Today marks the 90th anniversary of the founding of the Turkish republic, which emerged out of the ruins of the Ottoman Empire as a sovereign, independent nation thanks in large part to the leadership of one man: Mustafa Kemal Ataturk. Nine decades ago, too, a new American newsweekly had started shaking up New York’s media scene. TIME’s fourth-ever issue placed “Mustapha Kemal Pasha” — he had yet to win his sobriquet “Ataturk,” or “father of the Turks” — on its March 24 cover, hailing him as the “Emancipator of Turkey” who had “lifted the people out of the slough of servile submission to alien authority, brought them to a realization of their inherent qualities and to an independence of thought and action.”
From being an officer in the Ottoman army, Ataturk went on to marshal Turkish forces in the political mess that followed the empire’s collapse at the end of World War I and preserve it from the predations of Western European empires. Here’s what TIME wrote in 1923, as Turkey moved toward becoming a new republic:
Kemal is pure Turk… and has proved to the whole world that he is the core of Modern Turkey. He is a fine type of professional soldier, who has earned his laurels by sticking to his calling. Professor Arnold J. Toynbee, in his admirably written book, The Western Question in Greece and Turkey, says of him: “He proved by a personal demonstration that a Turk can be his own master in Anatolia without having to wait for a better world, and under his inspiration the National Movement sprang to life.” Without doubt Mustapha Kemal Pasha is one of the great figures in contemporary history. He stands now against the unseen forces of Western civilization, determined to hold what Turkey has won.

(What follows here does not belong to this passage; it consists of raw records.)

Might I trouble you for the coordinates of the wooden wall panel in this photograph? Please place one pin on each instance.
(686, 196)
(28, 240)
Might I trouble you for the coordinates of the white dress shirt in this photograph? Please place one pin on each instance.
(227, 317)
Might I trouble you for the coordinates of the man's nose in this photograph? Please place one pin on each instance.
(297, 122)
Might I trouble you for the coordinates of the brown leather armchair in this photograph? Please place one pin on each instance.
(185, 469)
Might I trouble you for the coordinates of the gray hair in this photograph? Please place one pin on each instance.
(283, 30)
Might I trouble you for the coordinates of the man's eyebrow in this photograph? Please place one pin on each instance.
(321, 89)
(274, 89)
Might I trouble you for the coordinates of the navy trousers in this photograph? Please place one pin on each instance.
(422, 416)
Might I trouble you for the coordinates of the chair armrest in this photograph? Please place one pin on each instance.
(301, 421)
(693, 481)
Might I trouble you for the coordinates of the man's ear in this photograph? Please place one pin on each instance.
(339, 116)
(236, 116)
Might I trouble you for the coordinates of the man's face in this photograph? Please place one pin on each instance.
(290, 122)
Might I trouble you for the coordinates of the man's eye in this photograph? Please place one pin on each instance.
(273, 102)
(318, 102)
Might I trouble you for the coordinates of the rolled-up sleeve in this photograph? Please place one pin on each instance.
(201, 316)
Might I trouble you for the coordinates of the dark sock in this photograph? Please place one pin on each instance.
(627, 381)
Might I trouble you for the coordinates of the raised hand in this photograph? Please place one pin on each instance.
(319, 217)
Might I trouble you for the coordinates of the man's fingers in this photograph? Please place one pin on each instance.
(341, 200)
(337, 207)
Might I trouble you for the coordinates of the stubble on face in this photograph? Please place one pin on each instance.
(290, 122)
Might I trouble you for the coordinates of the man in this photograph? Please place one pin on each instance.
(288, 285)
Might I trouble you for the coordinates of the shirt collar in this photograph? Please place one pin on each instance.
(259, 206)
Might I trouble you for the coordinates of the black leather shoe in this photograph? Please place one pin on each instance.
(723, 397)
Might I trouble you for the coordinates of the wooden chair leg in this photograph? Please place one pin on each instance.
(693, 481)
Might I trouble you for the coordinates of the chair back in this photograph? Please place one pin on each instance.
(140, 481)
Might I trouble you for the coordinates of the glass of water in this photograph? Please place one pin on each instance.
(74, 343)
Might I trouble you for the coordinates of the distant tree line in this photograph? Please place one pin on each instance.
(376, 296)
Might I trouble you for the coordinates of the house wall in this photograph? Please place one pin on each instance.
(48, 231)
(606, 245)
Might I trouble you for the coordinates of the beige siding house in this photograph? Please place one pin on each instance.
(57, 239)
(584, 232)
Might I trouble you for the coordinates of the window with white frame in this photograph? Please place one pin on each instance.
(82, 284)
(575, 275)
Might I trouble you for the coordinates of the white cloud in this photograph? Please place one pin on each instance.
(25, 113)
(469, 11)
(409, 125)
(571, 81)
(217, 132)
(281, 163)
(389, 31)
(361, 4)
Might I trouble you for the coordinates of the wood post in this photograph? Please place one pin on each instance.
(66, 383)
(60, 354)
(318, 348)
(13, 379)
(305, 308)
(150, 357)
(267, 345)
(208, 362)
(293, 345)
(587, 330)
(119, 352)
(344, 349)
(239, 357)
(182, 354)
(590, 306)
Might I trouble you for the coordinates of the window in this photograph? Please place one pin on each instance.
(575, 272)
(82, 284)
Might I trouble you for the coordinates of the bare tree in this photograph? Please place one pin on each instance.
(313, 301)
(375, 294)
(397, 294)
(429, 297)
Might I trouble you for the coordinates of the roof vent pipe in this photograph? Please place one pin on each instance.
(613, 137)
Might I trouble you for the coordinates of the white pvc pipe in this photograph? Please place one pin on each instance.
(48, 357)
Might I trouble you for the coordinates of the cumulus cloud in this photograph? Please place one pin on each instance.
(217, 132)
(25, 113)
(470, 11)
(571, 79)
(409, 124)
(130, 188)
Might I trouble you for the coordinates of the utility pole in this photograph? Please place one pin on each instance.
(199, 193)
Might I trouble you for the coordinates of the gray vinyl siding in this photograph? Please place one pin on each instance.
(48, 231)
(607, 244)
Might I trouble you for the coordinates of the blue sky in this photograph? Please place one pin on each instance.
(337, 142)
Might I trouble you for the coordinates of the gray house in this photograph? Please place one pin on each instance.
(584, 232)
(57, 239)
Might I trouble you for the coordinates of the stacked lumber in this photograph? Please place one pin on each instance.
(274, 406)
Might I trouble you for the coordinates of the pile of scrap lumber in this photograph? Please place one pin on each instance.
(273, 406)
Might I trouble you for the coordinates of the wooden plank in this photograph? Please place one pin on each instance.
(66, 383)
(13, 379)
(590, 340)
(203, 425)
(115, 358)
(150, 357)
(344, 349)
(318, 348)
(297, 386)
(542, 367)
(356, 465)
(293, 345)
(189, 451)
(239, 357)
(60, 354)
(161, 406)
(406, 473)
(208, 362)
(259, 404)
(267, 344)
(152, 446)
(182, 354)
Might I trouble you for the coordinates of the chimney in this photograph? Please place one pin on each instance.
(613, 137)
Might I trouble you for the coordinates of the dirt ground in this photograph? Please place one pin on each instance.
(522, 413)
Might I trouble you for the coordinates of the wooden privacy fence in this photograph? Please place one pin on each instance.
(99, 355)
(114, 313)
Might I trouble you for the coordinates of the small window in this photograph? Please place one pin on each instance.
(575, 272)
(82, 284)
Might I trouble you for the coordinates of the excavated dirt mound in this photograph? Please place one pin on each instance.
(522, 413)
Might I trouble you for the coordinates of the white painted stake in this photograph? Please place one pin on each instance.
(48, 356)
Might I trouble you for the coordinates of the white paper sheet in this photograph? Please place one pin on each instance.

But as Turkey’s first President, Ataturk went on to refashion a land that was once part of a sprawling, multi-ethnic empire along the lines of modern Western nation-states. Ataturk’s militarist and secularist brand of nationalism would define Turkey — for good and for ill — for decades to come. No single 20th century statesman meant as much to his nation as he did; he remains, as TIME wrote 90 years ago, very much at the “core” of the Turkish story.